Secure your online real estate
Almost all businesses require an online presence, usually in the form of a website and profiles on prominent social media platforms like Facebook and Instagram.
When a business is successful, this can draw the attention of “cyber-squatters”. These are individuals who buy or claim website domains and social media profiles relating to a brand name, then try to sell them to the brand itself at exorbitant prices.
To limit the risk of this happening, businesses should occupy as many domain names and social profiles relating to their brand name and trademarked terms as they can. The best time to do this is before launch, when very few people know about the business.

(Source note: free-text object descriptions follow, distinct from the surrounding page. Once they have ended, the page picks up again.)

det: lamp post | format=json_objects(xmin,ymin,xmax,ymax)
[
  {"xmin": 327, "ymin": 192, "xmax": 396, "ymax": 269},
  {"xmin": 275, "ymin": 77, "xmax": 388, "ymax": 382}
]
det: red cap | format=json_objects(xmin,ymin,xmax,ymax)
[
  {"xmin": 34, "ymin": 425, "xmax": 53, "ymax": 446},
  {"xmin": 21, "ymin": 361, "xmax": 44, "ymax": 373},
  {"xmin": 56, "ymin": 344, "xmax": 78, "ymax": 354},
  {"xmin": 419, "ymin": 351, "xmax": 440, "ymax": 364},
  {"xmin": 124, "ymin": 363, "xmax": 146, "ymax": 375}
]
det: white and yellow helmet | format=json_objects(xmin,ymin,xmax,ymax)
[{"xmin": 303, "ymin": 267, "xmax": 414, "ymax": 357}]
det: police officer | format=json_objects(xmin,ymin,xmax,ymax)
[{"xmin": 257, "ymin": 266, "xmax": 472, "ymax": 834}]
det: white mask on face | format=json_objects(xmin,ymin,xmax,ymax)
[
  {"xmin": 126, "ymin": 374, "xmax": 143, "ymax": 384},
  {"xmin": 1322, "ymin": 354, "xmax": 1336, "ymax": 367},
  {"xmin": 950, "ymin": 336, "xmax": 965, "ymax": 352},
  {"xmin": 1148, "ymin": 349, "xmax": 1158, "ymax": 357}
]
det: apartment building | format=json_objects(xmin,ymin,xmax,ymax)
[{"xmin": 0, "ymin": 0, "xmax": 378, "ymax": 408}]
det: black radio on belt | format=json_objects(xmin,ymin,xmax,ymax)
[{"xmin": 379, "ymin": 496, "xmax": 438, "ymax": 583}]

New businesses wishing to be especially cautious should also consider buying domain names that could be used as a platform for criticising the brand, such as [brandname]sucks.co.uk.
Plan for your personal income and how the business will be funded
UK businesses typically will not be profitable in the first 2-3 years of trading. Some businesses take even longer to go into the black, including many that eventually achieve great success.
The difficulty of turning a profit can leave business founders with a quandary: will they live without pay for an extended period, or will they draw an income from a business already operating on a tight budget?
According to Startups.com users, it is good practice to set aside enough money to cover your personal costs – including mortgage/rent, bills, food and entertainment – for the first 1-2 years of trading.
For entrepreneurs who don’t have enough money in the bank to do this, alternative approaches include doing part-time or freelance work on the side, or being supported by a partner or family member.
If none of these options are suitable, you should consider launching a business with low overheads and quick access to custom, such as certain B2B services.
The other side to the financial challenge facing founders is budgeting for the business and working out how it will be funded. Common funding sources for new businesses include personal savings, money from family and friends, crowdfunding contributions, angel investors, venture capital, bank loans and startup funding.
Put systems in place for planning and managing the business
This article should have given you a sense of the variety of tasks that go into setting up a business. There’s a lot to get right, and this means it is important to put appropriate task management systems in-place.
That’s our five things to do before you start a business. From market research to setting up a business phoneline, starting your business takes a little preparation. However, it’s all worth it to get your dream up and running, it’s important to keep that new business excitement going and drive it to success!